Comment un artiste en apparence désinvolte et farfelu, à l’imagination débordante, en arrive-t-il à proposer des titres aussi poétiques que Artisan de son bonheur ou encore Scruter l’horizon pour un poste de la Sûreté du Québec ? « Je pense que comme personne, je contribue beaucoup au succès de mes œuvres », confie l’artiste avec humour, lui qui intègre parfois une présentation performative ou contée lors de ses vernissages.« Même si je cherche à répondre à la commande, je vise avant tout que mes œuvres aient un deuxiè me niveau de sens. »

Les contraintes sont grandes pour les œuvres d’art publiques : durer longtemps, être sécuritaires, plaire au plus grand nombre possible, respecter le budget… Pour Jacques Baril, c’est l’aspect un peu négatif du concept : « Tout doit être léché à un point tel que les œuvres sont souvent très sages. Artistiquement, ce n’est pas avec des 1 % qu’on prend des risques! »

Grâce à une certaine expertise qu’il a développée en la matière, on l’approche la plupart du temps pour des œuvres extérieures.

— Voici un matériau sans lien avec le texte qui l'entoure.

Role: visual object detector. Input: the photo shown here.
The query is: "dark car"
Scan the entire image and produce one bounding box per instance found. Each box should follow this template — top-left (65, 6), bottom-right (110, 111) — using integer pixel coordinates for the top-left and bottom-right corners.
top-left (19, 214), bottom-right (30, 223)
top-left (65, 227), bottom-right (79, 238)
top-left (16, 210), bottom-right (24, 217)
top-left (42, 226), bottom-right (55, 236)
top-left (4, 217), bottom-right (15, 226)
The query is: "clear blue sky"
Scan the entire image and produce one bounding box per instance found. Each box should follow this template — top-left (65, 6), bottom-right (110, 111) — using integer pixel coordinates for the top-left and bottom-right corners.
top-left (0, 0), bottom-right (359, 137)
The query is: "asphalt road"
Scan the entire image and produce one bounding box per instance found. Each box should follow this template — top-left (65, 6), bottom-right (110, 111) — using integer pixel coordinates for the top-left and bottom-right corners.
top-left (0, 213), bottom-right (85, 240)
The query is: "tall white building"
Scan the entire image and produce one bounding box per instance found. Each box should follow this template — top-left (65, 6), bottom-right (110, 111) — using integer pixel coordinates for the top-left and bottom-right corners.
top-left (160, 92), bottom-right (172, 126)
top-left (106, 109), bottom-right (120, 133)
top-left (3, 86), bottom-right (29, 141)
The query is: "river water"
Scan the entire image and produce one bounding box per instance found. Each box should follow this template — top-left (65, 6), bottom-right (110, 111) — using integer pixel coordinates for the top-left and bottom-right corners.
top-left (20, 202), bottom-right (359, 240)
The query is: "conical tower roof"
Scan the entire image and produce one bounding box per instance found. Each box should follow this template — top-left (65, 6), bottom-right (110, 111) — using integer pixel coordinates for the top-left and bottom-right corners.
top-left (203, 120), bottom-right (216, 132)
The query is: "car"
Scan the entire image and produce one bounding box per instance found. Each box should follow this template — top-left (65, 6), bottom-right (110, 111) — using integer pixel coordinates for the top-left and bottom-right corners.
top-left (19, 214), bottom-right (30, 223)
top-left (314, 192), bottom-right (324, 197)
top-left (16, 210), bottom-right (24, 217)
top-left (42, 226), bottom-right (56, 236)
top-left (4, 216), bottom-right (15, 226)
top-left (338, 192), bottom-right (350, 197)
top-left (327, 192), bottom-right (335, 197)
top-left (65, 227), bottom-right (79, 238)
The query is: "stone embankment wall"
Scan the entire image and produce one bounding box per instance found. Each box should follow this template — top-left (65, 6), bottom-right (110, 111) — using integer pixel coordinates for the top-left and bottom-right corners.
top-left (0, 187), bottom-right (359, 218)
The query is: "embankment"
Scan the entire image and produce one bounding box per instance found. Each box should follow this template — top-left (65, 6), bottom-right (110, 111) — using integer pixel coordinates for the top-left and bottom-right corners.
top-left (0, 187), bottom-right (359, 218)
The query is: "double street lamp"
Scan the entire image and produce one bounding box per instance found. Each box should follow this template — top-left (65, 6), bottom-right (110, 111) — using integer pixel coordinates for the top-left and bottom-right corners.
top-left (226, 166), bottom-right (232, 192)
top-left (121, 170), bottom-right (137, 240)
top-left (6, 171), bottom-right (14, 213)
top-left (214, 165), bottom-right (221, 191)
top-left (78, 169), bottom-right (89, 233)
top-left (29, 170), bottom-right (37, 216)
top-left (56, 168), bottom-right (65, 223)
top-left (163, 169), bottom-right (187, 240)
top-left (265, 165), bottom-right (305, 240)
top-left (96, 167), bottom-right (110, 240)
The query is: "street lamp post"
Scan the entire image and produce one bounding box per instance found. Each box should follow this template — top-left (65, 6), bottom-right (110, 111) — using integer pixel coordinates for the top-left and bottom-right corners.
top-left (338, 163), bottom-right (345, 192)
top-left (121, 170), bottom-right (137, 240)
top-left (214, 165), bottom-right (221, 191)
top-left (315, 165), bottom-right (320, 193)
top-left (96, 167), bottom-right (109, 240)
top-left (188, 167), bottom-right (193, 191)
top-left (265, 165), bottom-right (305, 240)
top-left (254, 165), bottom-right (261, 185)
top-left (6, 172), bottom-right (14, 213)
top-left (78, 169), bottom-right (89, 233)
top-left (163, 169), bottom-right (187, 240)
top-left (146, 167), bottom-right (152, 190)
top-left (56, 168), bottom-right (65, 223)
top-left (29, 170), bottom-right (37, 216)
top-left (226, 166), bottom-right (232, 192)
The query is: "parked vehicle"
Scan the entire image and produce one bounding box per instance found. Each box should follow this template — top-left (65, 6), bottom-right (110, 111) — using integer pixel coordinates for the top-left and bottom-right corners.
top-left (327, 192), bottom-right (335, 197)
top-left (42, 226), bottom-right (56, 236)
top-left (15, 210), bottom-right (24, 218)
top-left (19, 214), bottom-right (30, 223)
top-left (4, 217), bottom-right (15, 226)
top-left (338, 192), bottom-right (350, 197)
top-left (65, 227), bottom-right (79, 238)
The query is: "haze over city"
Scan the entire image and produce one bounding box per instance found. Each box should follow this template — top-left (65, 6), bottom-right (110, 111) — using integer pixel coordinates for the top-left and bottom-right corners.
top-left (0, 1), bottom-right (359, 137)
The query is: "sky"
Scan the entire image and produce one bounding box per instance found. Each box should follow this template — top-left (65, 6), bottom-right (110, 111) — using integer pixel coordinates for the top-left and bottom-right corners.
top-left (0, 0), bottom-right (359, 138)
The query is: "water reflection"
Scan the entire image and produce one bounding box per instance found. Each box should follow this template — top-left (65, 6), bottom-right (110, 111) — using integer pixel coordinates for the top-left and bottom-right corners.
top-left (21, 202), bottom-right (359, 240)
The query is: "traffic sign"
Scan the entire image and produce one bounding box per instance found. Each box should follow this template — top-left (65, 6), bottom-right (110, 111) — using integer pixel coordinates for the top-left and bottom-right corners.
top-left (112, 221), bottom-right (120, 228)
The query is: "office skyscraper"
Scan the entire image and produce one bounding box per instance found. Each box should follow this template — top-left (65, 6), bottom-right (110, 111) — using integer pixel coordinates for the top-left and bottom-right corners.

Ses matériaux de prédilection, il les trouve dans le monde autour de lui: machines agricoles désuètes, copeaux de bois, cailloux, pelouse, ferraille en tout genre. Même une vieille citerne de camion attend dans sa cour le moment de se métamorphoser en sculpture. Son heure viendra.

Bien que la majorité des œuvres de 1 % qu’il a réalisées à ce jour soient des petits projets, il rêve grand. « Je voudrais en faire des géants!, dit-il avec enthousiasme. Mon rêve serait de me faire commanditer une grosse machine agricole que je démonterais au complet et que je transformerais en sculpture », fantasme l’artiste. Avis aux intéressés, les visionnaires ne se reposent jamais!